HOT OFF THE PRESS !!!
(Updated September 23rd, 2012)
Uranus will be posing as a double star through the end of September!
This will be a great time to catch sight of it, and still satisfy that irresistible urge to split a pair of close “stars.”
You’ll find it closing quickly on 44 Piscium, with separations ranging from 10.8′ to an interesting 1.4′.
The separations listed below are as of 5 PM PDT/8PM EDT (2359 UT) on the dates indicated. The best observing times will be from about 10 PM to 2 AM local time, so the separations shown here should be very close to what you’ll see:
I’ve included a chart below to show Uranus’s location just to the east of the Circlet below the Great Square of Pegasus. You’ll find it holding down the southern point of a triangle formed with Delta (δ) and Omega (ω) Piscium. If you’re viewing in a metro area with bright skies, binoculars will be a big help in locating it.
For those with GOTO mounts, the coordinates (epoch 2000) for 44 Piscium are 00h 25m 24s, +01° 56′ 23”. The HIP catalog number is 2006, and the SAO catalog number is 109192.
44 Psc is a 5.8 magnitude class G5 star, so it should appear yellowish. Uranus shines at a magnitude of 5.7, and should have a bluish hue to it. Look for 6.15 magnitude HIP 1421 just barely northwest of Uranus. That’s a class K0 star, which should have at least an orange tinge to it.
So what you should actually see are three points of light — one yellow, one blue, and one orange — which should make quite a sight in binoculars and telescopes!
Thanks to Sky & Telescope’s web page for the separation numbers!

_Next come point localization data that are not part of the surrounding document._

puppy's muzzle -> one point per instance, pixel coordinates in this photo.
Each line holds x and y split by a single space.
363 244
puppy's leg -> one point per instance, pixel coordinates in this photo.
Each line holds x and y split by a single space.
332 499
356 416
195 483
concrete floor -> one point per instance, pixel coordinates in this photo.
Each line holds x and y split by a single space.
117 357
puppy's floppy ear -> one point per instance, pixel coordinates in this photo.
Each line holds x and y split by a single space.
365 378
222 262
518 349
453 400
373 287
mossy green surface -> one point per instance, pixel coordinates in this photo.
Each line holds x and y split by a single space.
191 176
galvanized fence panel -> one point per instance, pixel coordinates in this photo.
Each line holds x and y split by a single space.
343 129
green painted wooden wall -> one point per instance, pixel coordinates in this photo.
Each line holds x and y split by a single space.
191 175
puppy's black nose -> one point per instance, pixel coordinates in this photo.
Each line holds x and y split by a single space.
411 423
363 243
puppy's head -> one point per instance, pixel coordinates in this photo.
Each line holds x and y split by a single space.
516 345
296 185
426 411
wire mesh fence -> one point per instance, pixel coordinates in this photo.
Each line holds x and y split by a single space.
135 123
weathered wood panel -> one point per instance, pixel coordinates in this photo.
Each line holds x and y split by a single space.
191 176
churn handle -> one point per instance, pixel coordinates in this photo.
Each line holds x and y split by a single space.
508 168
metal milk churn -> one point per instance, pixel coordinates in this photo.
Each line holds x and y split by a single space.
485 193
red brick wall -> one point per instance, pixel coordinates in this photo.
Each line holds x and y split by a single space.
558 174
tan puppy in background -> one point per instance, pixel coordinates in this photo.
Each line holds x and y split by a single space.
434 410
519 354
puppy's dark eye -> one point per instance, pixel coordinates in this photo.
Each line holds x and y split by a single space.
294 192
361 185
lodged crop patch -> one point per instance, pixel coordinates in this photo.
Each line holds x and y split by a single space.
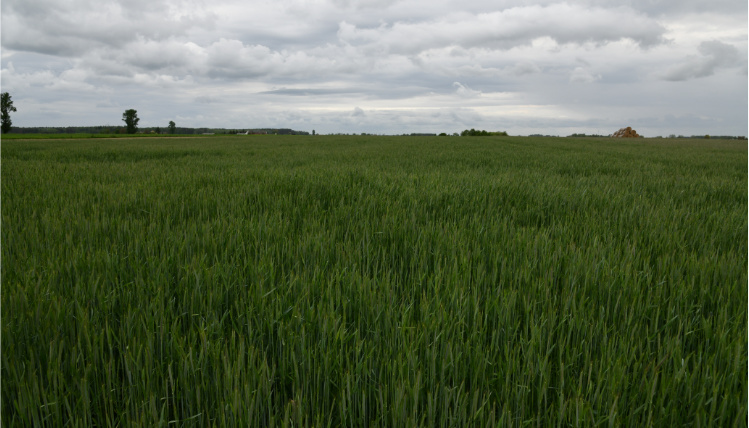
374 281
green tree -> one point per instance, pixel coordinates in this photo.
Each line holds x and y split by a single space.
7 107
130 117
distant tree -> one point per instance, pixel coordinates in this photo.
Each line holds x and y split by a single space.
130 117
7 107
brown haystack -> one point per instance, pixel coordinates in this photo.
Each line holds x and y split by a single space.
627 132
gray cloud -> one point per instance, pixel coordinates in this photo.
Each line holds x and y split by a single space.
713 55
407 66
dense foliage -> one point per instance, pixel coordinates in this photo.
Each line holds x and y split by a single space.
374 281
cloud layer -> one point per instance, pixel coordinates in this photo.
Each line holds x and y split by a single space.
383 66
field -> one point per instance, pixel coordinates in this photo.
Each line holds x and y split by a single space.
374 281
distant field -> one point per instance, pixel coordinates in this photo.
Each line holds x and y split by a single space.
374 281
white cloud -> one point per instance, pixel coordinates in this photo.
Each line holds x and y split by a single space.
407 66
713 55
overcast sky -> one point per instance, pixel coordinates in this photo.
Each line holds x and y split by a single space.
381 66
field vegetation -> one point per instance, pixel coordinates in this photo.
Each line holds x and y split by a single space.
374 281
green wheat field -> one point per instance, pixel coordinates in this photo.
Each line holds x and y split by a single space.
374 281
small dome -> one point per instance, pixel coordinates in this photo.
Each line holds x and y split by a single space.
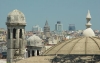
34 41
88 32
79 46
16 16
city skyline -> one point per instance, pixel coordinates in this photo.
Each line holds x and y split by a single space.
38 11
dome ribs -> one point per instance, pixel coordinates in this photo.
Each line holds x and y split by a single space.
74 46
46 52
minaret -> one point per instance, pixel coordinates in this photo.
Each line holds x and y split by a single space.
15 36
88 18
47 29
88 32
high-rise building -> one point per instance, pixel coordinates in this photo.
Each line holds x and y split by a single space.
58 27
71 27
36 29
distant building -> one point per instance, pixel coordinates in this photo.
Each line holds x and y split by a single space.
71 27
58 28
36 29
34 46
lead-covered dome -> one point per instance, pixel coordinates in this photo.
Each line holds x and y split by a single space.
16 16
34 41
77 46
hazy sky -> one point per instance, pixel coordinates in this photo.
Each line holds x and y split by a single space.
67 11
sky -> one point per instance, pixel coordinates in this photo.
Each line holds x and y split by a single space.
67 11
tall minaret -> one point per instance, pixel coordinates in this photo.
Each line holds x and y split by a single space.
47 29
88 32
15 35
88 18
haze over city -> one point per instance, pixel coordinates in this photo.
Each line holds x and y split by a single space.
67 11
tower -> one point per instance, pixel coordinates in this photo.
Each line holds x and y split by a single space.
15 37
58 28
47 29
88 32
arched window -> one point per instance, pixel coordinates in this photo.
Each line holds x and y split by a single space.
14 33
8 33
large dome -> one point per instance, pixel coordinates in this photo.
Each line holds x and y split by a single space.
79 46
16 16
34 41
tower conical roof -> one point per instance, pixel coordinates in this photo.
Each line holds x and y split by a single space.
88 14
46 24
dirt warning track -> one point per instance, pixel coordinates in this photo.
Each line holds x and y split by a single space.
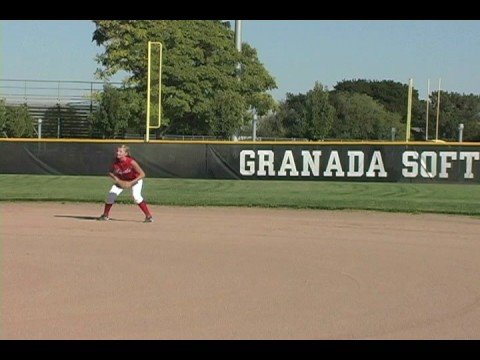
236 273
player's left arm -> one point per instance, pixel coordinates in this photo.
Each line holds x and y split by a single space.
139 170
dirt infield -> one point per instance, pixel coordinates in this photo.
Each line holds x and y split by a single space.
236 273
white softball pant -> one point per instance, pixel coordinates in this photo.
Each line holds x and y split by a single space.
136 193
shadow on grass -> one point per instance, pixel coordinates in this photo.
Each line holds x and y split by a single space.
95 218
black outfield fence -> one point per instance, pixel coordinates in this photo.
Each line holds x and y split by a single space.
315 161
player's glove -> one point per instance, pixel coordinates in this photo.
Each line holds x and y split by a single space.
123 184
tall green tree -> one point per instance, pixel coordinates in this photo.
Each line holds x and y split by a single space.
359 117
391 94
199 62
319 113
456 109
118 111
292 113
16 121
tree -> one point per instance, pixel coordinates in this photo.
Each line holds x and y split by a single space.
456 109
3 117
16 121
226 108
392 95
359 117
117 111
199 63
292 113
319 113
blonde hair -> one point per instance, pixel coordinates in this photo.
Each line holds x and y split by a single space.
126 149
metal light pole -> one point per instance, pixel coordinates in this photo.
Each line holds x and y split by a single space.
438 109
238 41
460 132
40 128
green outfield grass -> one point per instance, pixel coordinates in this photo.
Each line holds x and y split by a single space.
392 197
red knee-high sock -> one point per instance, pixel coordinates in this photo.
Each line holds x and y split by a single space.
107 208
144 207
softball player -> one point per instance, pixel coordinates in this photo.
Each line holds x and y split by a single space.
126 174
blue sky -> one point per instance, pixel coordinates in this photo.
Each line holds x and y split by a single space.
297 53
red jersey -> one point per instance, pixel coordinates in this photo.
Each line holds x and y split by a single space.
124 169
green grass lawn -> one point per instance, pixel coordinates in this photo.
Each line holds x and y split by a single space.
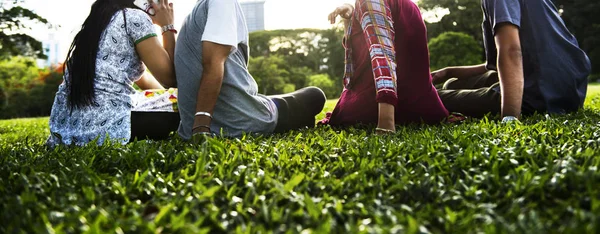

I finally got some clear skies, so I aimed my six inch Celestron f/8 achromatic wonder skyward and found this dazzling sight:
I was beside myself with technicolor joy! I didn’t expect anything like this kind of color! Of course, six inches of aperture helped bring the colors to life, but I also found them waiting for me in the 60mm f/15 I have mounted on the Celestron six inch. In a 20mm TV Plössl (45x) they were considerably subdued, but still quite obvious. The fact that the first quarter moon had set about an hour earlier gave me the added advantage of a dark sky.
After I finished the sketch, I dropped a 5mm Radian (240x) into the diagonal of the six inch refractor to see what would happen. 44 Piscium preserved it’s sharply focused yellow-gold glow, with the attractive addition of a dancing diffraction ring around it. Uranus offered quite a contrast in color — a dusky pale turquoise, almost translucent, and just slightly out of focus.
I marveled at that color for what seemed like forever —- it had me wondering why some nineteenth century observer had never suggested Uranus as a world covered with an ocean. If you didn’t know it was a frozen ball of ammonia and methane, it would certainly seem it could be a blue-water world.
If you haven’t had a chance to catch this pairing, take a look when you get a chance. Uranus is now moving farther away from 44 Piscium, so don’t wait too much longer.
I’ll leave you with the Greek spelling for this ancient god of the sky: Οúρανóζ !!!